Confusão com seguranças deixou feridos e forçou a evacuação dos negociadores.

Por
Redação Brasil Paralelo
Publicado em
Indígernas durante invasão á COP30.
Fonte da imagem: Rede Bandeirantes

Um grupo de manifestantes indígenas e ativistas do Coletivo Juntos tentou invadir a área azul da COP30

O espaço restrito às delegações, conhecido como Zona Azul, precisou ser evacuado após confronto com a equipe de segurança.

Segundo a organização, os manifestantes ultrapassaram a barreira do raio-X, quebraram portas de entrada e feriram dois seguranças. Um dos policiais foi retirado do local em uma cadeira de rodas. 

A segurança da ONU reagiu rapidamente, montando barricadas com cadeiras e mesas e acionando protocolos de emergência para impedir novo acesso ao espaço.

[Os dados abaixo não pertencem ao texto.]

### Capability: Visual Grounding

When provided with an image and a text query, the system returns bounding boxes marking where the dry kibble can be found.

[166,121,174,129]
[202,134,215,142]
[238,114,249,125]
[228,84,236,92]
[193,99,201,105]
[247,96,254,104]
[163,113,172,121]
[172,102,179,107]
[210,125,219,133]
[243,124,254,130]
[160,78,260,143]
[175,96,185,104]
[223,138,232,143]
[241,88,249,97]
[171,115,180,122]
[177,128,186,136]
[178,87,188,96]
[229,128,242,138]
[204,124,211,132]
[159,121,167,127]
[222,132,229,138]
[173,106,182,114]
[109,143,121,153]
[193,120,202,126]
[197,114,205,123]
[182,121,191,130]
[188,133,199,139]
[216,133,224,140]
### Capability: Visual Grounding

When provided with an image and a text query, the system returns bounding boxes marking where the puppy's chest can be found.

Durante a tentativa de invasão, os ativistas empunhavam faixas com frases como “Palestina livre” e “Nossas florestas não estão à venda”.

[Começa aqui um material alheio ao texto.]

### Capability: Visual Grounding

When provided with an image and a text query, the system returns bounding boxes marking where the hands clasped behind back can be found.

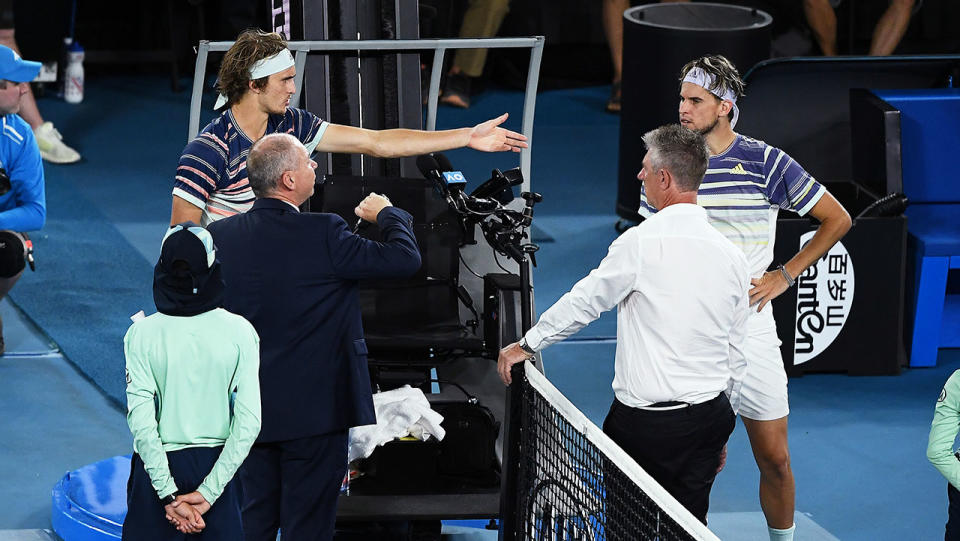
[353,192,392,223]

Um dos cartazes carregava o emblema do movimento Juntos, movimento estudantil com ligações ao PSOL.

Eles gritavam palavras de ordem contra a exploração de petróleo na Margem Equatorial e a favor da taxação de grandes fortunas

Os manifestantes também levaram armas brancas utilizadas por indígenas, como bastões e arcos e flechas

Os invasores haviam se separado da Marcha pela Saúde e Clima, que reuniu centenas de pessoas e saiu da Avenida Duque de Caxias até a sede da COP30. 

A organização da marcha repudiou o episódio e afirmou que a invasão não fazia parte do ato oficial:

"As organizações que integram a Marcha Global Saúde e Clima vêm a público esclarecer que não têm qualquer relação com o episódio ocorrido na entrada da Zona Azul da COP30 após o encerramento da marcha"

Apesar da gravidade, a ONU informou que os danos foram limitados e as negociações climáticas continuam normalmente

A segurança no entorno do evento foi reforçada com a presença de forças armadas e cordões de isolamento.